News
2 min

Fetish Fair has problems with city

Official wanted demo stage covered up

YOU'VE GOT TO HIDE YOUR LOVE AWAY. The Fetish Fair's demonstration stage, including this tutorial on mummification, was moved from Cawthra Park to avoid being covered up.

A City of Toronto official didn’t want the Church Street Fetish Fair holding demonstrations in public view.

The fair ended up moving its demonstration stage from Cawthra Square Park to the Beer Store parking lot across Church St after the city’s parks and recreation department refused to grant a permit to a stage that wasn’t completely covered by a tent.

“Screw that,” says Cam Lewis, the fair’s executive director. “I don’t believe that something as simple and as much a part of the gay culture should be back in the closet. Instead of the closet, they wanted to put us in a tent. I bet nobody else has to do that for their stage.”

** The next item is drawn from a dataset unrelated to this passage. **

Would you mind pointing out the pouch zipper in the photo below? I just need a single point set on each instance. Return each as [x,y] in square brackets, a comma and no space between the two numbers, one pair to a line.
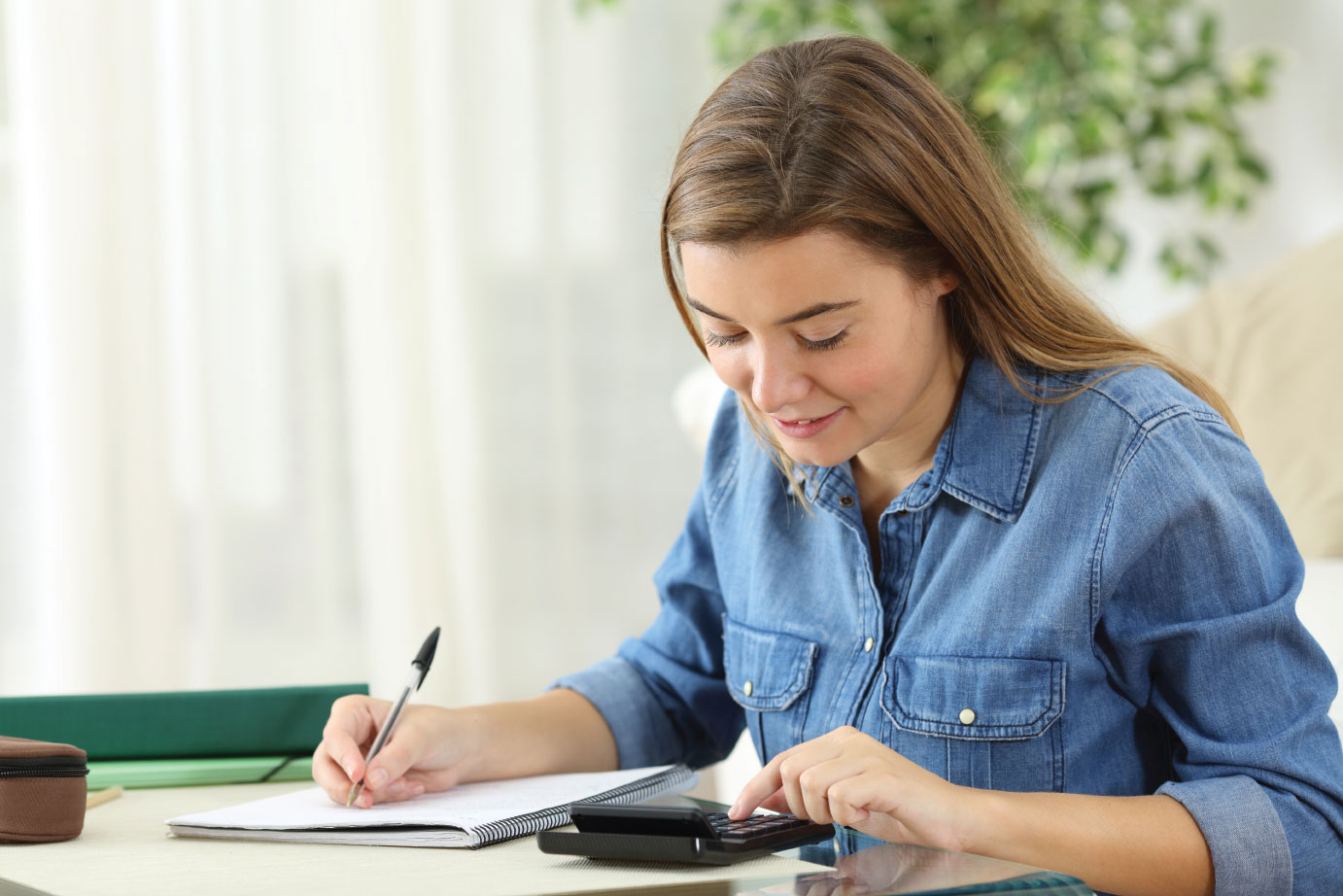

Lewis says parks permit officer Jaime McCaig insisted the stage had to be completely out of view to the public and that someone had to check IDs before anyone could enter.

“If it was a live sex show I would have understood,” says Lewis, “but there was no frontal nudity, no blood, consenting adults. Walking up and down the street, you saw more stuff than would have been seen on the stage. Plus we still had our signs that said there’s an adult act going on.”

The stage was the site for demonstrations on such activities as fire play, corporal punishment, humiliation, rope bondage and mummification.

The fair, in its fifth year, held similar demonstration stages in Cawthra Square Park its first two years.

Lewis says the fair had no problems with the Beer Store or in getting permits from other city departments for the Aug 17 fair held on Church St. But he says licences for use of Cawthra Square Park have to be obtained specifically from the Parks, Forestry and Recreation department.

“It’s a community event that’s backed by the businesses in the area,” says Lewis. “It’s the only park in the area and it’s not that great a park.”

Lewis says the parks department did allow a puppy play demonstration to go ahead in the park.

“It doesn’t make any sense,” he says.

David Wootton, the coordinator of the Church Wellesley Village Business Improvement Area (CWVBIA) — which runs the fair — says he doesn’t think the parks department is homophobic.

“I understand why the Fetish Fair would feel that way, because they were refused for no real reason,” he says. “I don’t personally believe it was homophobic. We had the support of other people in Parks and Recreation but Jaime McCaig would not budge. It came down to one individual. He was the gatekeeper. Was that where the homophobia came from? I don’t know.”

McCaig did not respond to a request for an interview.

Wootton says moving the stage led to sound problems and negatively affected the attendance.

Wootton says he’s confident CWVBIA will be able to work with the parks department on other events and on next year’s Fetish Fair.

“It comes down to having information upfront,” he says. “Parks and Recreation thought it would be a four-sided tent originally. It needed to be communicated about each act on stage. Jaime McCaig built up an idea of what he personally thought it would be. Maybe it was the mention of mummification.

“I’m using the park for Halloween, for Christmas, for Nuit Blanche,” he says. “It all has to be about communication and working together. We won’t have a problem with the park anymore.”